- Born: Peter Nicholas Eleftheriadis July 23, 1944 (age 82) Athens, Greece
- Education: The Citadel
- Occupation: Executive
- Known for: Political Scandal and Corruption

= Peter N. Ellef =

Peter N. Ellef (born July 23, 1944) is a businessman, white collar criminal, and former public servant from Connecticut. He was the Chief of Staff to former Republican Connecticut Governor John Rowland, who would later serve one year and a day in prison after pleading guilty to corruption charges of accepting bribes. He was known as the “Wizard of Oz” for his ability to wield power behind the scenes.

== Early life and education ==
Peter Ellef was born Peter Nicholas Eleftheriadis in Athens, Greece on July 23, 1944, to an American mother trapped by WWII. He was sent to live with his Grandmother in Greenwich, Connecticut, in 1948, he became an American citizen in 1955. He attended Greenwich High School and then The Citadel, graduating in 1967. He married Daryl Shellhammer in 1966. The couple have three children.

== Pre-political career ==
Ellef served in the United States Air Force from 1967 to 1972. He flew 144 combat missions during the Vietnam War, including classified ones against targets in Laos and Cambodia.

Immediately before getting involved in Connecticut politics Ellef worked at Cigna.

== Political career ==
Ellef was the chairman of the Connecticut Resources Recovery Authority when they entered into a $220 million agreement with Enron. From 1997 to 2002 he was the chief of staff for Governor Rowland, he was ousted over his role in the Enron agreement.

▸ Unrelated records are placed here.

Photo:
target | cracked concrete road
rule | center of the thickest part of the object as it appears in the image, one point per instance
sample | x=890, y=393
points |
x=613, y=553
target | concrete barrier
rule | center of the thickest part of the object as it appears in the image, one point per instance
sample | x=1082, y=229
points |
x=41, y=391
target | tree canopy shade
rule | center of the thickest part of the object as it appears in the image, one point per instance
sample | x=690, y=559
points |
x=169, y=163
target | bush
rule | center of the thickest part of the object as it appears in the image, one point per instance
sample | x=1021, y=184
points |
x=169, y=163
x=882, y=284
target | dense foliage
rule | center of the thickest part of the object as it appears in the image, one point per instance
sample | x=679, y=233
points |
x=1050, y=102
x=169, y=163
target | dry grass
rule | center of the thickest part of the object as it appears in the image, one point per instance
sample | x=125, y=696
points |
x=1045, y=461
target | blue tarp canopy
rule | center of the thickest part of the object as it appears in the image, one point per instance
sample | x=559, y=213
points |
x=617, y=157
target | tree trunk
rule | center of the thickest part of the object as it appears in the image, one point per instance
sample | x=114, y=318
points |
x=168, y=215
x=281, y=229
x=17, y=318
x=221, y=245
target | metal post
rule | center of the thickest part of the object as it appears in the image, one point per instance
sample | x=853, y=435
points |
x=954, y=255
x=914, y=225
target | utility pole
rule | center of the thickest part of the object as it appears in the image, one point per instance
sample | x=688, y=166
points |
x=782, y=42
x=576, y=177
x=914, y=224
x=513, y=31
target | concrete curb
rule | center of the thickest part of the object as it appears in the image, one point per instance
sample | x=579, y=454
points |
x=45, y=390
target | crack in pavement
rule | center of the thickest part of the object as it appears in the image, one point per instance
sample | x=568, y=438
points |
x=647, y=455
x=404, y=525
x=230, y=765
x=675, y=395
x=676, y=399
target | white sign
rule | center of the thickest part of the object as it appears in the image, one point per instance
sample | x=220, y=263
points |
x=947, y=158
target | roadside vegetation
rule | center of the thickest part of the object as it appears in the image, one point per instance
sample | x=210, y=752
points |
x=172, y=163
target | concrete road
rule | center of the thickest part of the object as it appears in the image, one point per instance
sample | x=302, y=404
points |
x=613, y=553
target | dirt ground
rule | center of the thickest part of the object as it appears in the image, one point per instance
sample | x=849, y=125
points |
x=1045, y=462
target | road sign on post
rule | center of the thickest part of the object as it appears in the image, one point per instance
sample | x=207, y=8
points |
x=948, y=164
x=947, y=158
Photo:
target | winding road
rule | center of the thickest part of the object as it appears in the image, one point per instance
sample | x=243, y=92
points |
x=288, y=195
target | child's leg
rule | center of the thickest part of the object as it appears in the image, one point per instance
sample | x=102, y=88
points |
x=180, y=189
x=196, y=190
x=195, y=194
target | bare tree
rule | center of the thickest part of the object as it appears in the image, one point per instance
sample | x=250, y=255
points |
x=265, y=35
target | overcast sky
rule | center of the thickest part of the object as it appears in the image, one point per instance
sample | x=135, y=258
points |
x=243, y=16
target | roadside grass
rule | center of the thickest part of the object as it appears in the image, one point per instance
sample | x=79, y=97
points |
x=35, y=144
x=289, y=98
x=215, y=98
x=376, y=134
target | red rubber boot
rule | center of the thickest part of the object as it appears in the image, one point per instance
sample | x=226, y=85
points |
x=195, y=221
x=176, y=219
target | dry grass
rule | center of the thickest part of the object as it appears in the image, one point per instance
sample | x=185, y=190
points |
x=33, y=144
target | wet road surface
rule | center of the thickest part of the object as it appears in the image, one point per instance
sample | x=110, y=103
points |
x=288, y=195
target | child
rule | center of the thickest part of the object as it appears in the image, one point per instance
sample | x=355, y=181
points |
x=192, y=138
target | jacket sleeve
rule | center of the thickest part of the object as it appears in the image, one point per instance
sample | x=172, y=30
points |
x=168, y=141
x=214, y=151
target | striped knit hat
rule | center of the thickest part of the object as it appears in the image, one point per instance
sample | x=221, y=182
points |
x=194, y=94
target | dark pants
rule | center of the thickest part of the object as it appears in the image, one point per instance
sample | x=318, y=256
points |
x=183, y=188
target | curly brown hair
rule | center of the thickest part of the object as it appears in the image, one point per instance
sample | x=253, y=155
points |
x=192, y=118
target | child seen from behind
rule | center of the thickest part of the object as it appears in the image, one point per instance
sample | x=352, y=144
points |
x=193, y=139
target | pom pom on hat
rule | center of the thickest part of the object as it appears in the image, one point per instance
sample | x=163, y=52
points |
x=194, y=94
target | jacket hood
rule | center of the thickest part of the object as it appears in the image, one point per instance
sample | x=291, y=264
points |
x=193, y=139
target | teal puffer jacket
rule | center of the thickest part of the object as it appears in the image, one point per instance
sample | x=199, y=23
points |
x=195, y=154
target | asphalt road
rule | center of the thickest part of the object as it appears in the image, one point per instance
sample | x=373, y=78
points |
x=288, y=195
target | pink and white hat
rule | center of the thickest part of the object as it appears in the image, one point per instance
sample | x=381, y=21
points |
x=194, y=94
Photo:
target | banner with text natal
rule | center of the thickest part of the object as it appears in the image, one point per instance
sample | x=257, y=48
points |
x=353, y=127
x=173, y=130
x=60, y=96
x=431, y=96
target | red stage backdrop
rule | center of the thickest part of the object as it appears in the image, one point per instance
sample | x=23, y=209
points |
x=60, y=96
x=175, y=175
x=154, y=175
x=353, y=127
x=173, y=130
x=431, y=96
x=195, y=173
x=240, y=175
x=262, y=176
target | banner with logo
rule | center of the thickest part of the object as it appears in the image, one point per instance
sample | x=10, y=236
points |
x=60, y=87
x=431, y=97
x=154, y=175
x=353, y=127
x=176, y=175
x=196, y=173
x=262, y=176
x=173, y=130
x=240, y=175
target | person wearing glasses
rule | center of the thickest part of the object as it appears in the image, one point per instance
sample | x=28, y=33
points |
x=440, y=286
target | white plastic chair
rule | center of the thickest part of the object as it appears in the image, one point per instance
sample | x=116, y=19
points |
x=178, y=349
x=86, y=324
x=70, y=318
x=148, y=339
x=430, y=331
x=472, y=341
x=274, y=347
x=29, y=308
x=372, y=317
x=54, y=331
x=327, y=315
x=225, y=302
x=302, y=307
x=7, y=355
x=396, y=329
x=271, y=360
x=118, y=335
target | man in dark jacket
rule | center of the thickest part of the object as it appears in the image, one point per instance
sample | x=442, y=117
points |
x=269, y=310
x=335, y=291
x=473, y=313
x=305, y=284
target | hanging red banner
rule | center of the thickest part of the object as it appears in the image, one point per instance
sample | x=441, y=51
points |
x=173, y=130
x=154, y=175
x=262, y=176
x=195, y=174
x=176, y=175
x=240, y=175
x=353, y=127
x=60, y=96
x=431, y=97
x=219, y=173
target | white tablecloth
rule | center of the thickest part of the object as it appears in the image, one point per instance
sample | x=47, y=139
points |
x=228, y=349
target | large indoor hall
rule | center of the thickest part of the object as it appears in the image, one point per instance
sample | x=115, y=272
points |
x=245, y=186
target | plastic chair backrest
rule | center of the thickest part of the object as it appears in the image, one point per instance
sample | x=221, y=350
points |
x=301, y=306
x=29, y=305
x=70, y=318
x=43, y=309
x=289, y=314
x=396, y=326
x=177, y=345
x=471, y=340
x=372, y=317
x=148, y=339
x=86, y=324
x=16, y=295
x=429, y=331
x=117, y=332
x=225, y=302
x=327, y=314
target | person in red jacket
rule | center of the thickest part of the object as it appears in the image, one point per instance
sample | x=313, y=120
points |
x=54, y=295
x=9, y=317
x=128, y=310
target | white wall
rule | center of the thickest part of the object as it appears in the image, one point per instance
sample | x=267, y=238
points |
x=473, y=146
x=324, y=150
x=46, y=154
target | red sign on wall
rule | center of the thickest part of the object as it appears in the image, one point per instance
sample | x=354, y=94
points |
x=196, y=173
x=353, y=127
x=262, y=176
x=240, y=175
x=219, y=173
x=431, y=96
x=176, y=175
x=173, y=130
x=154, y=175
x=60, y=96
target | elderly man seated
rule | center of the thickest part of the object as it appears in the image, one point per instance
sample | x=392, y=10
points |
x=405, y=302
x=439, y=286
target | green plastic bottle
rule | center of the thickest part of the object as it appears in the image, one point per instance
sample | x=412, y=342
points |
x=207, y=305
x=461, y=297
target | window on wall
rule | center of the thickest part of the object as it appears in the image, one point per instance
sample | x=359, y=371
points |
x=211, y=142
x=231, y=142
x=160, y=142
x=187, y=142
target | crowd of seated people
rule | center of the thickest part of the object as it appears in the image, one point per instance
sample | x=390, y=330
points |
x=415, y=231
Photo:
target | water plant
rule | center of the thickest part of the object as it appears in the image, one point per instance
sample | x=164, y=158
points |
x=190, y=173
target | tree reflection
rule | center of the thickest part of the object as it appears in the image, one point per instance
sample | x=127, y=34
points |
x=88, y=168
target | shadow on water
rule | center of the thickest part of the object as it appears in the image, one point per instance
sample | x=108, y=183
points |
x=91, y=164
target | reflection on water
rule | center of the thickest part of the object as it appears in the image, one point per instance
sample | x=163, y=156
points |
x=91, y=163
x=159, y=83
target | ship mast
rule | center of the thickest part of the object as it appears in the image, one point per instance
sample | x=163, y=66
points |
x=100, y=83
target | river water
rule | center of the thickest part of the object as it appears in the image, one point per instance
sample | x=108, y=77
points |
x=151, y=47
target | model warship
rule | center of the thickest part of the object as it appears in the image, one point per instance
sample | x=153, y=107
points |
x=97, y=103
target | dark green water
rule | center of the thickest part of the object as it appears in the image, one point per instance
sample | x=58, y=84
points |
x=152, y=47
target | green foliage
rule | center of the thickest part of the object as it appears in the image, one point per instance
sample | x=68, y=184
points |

Ellef was sentenced to serve time in prison in April 2006, after pleading guilty to conspiring to commit tax fraud and participating in a bribery scheme, where he accepted gifts, cash and gold coins in exchange for rigging state contracts to favor William A. Tomasso, the head of the Tomasso Group, the contractor and the person bribing him. Ellef paid kickbacks to Rowland including paying for part of the work done by the Tomasso Group on Rowland’s lakeside country house.

In return for Ellef’s cooperation Federal prosecutors dropped a case against Ellef’s son Peter Ellef II whose landscaping business received more than $2 million in contracts from the Tomasso Group.